Jean-Luc Moulène — le point le puits le plein et la pluie

Exposition

Photographie, sculpture

Jean-Luc Moulène
le point le puits le plein et la pluie

Passé : 16 octobre → 18 novembre 2023

La Galerie Chantal Crousel est heureuse d’accueillir la septième exposition personnelle de Jean-Luc Moulène composée de nouvelles sculptures et de photographies noir et blanc inédites.

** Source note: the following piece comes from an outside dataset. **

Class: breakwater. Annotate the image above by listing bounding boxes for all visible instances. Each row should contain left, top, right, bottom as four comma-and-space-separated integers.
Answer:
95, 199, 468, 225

Les œuvres de l’exposition se présentent comme un ensemble ordonné selon un axe « rituel sans liturgie »(1), un espace expérimental organisé en trois séquences : les dimensions relatives, les conditions de l’exercice et l’espace de représentation.
Les œuvres donnent une appréhension multidimensionnelle du monde et jouent de la cartographie du corps humain, de l’abstraction et de la nature en tant que marqueur temporel. Dans les espaces de dimension négative (dim. -1, -2, …), l’objet existe par une infinité d’espaces réduits, minuscules, tels des mouvements topologiques, se pliant infiniment sur eux-mêmes.

Une première sculpture en bronze — une clavicule à laquelle est apposée une petite clé — ouvre et ferme l’exposition et en devient elle-même la clé.

La sculpture Bubu filtre occupe une place stratégique, elle est le point zéro de l’exposition et la figure de proue du cortège d’œuvres qui miment l’expérience du recul en soi pour rendre sensible l’impossibilité matérielle de présenter les dimensions négatives. Une tête de poupon en verre est posée sur une bouteille en plastique coupée et remplie d’huile de vidange. Bubu filtre convoque matériellement le corps et la poésie.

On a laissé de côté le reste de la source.